【質問7】仕事をする上での愛用品はなんですか?

【回答】仕事だけではありませんが、眼鏡は必需品です

 一つ目の会社を辞めた時の退職金を使って、レーシック手術をしたんです。視力が回復したら「世界はこんなにまぶしかったのか!」と思うほど直射日光がこたえるようになり、外出時にはサングラスが欠かせません。普段かけている眼鏡はすべて、度なしの調光レンズ入りです。

 少し派手なデザインの眼鏡は華やかなアクセサリーの代わりになる。新刊の「タダほど高いおしゃべりはない」という章に書いた通り、個性的な眼鏡をかけていると、道端でいきなり知らない人から褒められたりするので気分もいいです。英語が苦手な私にとっては、いい会話のきっかけにもなりますし、嫌なことをはっきりNoと言うときの、防御壁のようにもなる。新しい環境で暮らす中で、眼鏡に「キャラ立ち」を助けてもらっていると思います。

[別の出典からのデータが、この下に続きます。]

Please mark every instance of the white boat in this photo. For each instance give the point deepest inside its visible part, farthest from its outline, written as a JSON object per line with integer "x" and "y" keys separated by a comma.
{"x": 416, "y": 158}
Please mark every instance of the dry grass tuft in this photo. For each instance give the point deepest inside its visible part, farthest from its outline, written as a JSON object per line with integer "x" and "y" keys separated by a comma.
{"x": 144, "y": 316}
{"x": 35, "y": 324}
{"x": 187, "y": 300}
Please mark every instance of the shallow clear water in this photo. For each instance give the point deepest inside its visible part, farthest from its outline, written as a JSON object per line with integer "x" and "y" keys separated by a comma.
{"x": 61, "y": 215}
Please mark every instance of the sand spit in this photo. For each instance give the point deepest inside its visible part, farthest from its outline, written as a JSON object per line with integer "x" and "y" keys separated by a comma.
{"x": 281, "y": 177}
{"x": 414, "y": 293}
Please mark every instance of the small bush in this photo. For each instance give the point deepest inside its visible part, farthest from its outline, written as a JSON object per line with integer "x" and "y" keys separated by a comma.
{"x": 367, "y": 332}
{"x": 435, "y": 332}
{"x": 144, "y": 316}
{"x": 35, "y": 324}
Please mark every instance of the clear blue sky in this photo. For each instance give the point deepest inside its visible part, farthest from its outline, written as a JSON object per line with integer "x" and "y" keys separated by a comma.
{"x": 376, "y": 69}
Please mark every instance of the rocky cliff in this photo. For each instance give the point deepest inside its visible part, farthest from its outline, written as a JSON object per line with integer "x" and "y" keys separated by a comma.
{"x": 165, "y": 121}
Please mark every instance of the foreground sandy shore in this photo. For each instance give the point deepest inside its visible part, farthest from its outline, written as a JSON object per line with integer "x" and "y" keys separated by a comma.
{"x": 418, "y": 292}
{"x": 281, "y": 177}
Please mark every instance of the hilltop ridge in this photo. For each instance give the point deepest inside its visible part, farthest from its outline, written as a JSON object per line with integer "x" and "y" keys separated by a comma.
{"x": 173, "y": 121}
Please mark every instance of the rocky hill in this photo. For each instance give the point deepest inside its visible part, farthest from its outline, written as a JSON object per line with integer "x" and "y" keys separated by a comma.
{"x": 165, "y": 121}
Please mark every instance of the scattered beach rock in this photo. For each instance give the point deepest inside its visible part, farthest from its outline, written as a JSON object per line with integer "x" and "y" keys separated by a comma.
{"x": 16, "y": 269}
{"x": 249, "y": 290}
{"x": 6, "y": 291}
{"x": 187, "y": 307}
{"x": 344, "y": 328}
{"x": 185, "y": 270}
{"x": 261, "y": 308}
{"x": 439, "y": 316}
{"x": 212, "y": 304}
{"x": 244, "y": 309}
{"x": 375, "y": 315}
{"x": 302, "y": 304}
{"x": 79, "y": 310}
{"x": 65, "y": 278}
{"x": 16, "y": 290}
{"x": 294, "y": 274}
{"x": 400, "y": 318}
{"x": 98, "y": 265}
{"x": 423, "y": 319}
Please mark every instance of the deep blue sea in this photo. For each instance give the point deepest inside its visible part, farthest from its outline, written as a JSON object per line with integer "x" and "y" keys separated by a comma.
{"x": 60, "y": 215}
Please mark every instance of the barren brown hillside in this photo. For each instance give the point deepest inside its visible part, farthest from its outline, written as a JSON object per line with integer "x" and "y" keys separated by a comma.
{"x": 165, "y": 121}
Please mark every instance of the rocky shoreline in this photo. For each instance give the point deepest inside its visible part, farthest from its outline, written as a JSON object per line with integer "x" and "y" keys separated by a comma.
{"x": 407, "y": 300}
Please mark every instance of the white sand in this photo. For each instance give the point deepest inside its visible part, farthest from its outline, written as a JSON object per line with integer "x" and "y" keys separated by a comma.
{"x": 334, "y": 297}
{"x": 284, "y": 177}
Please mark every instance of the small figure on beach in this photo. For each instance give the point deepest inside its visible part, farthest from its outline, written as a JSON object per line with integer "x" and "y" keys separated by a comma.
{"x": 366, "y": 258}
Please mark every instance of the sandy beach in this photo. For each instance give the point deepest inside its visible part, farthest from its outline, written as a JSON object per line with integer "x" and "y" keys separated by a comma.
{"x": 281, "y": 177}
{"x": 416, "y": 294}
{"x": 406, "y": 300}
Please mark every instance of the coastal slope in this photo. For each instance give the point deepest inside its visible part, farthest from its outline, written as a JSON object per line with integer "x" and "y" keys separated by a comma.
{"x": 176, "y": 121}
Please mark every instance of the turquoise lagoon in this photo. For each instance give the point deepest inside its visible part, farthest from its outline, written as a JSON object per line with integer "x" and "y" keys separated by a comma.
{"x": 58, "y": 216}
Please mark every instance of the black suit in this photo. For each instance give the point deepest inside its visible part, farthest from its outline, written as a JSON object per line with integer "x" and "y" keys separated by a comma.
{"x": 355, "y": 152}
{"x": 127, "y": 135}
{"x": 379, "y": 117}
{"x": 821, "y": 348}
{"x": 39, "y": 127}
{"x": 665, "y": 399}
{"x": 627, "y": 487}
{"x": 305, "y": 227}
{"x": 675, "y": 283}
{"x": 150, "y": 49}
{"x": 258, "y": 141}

「少し派手なデザインの眼鏡は華やかなアクセサリーの代わりになる」と岡田さん
「少し派手なデザインの眼鏡は華やかなアクセサリーの代わりになる」と岡田さん

【質問8】影響を受けた本はありますか?

【回答】「にほんご」(安野光雅 大岡信 谷川俊太郎 松居直 編/福音館書店)と「『日本人』をやめられますか」(杉本良夫/朝日文庫)です

 「にほんご」は、安野光雅や谷川俊太郎らが作った新しい国語の「教科書」で、多大な影響を受けました。言葉とビジュアルを組み合わせ、あの手この手で「日本語」という一つの概念を知る面白さを伝えています。書き手として、編集者として、またデザイナーとしても、「こんな本を作りたい」と思うお手本の一つですね。

 「『日本人』をやめられますか」は、オーストラリア在住の社会学者である杉本良夫さんが、現代日本を考察した本です。高校時代に読んで強く印象に残りました。当時は自分が海外で暮らすとは思っていませんでしたが、この本を通して、海外に暮らしながら日本とつながりを持つ感覚を想像できていたのだと思います。古い本ですが、現代社会につきまとう排他的ナショナリズムの傾向に触れるたびに思い返します。

 自国の文化を考えたり、母国語でものを書いたりするときは、少し距離を置いたほうがうまくいくんです。旅行でも留学でもいいのですが、海外に行くと、日本国内にいて、日本人同士でコミュニケーションを取るのとは全く違う環境に身を置くことになります。そうすると、「日本だけがすべてではない」と実感するんですよね。日本を離れている時のほうが「日本って何だろう」と強く考えるようになります。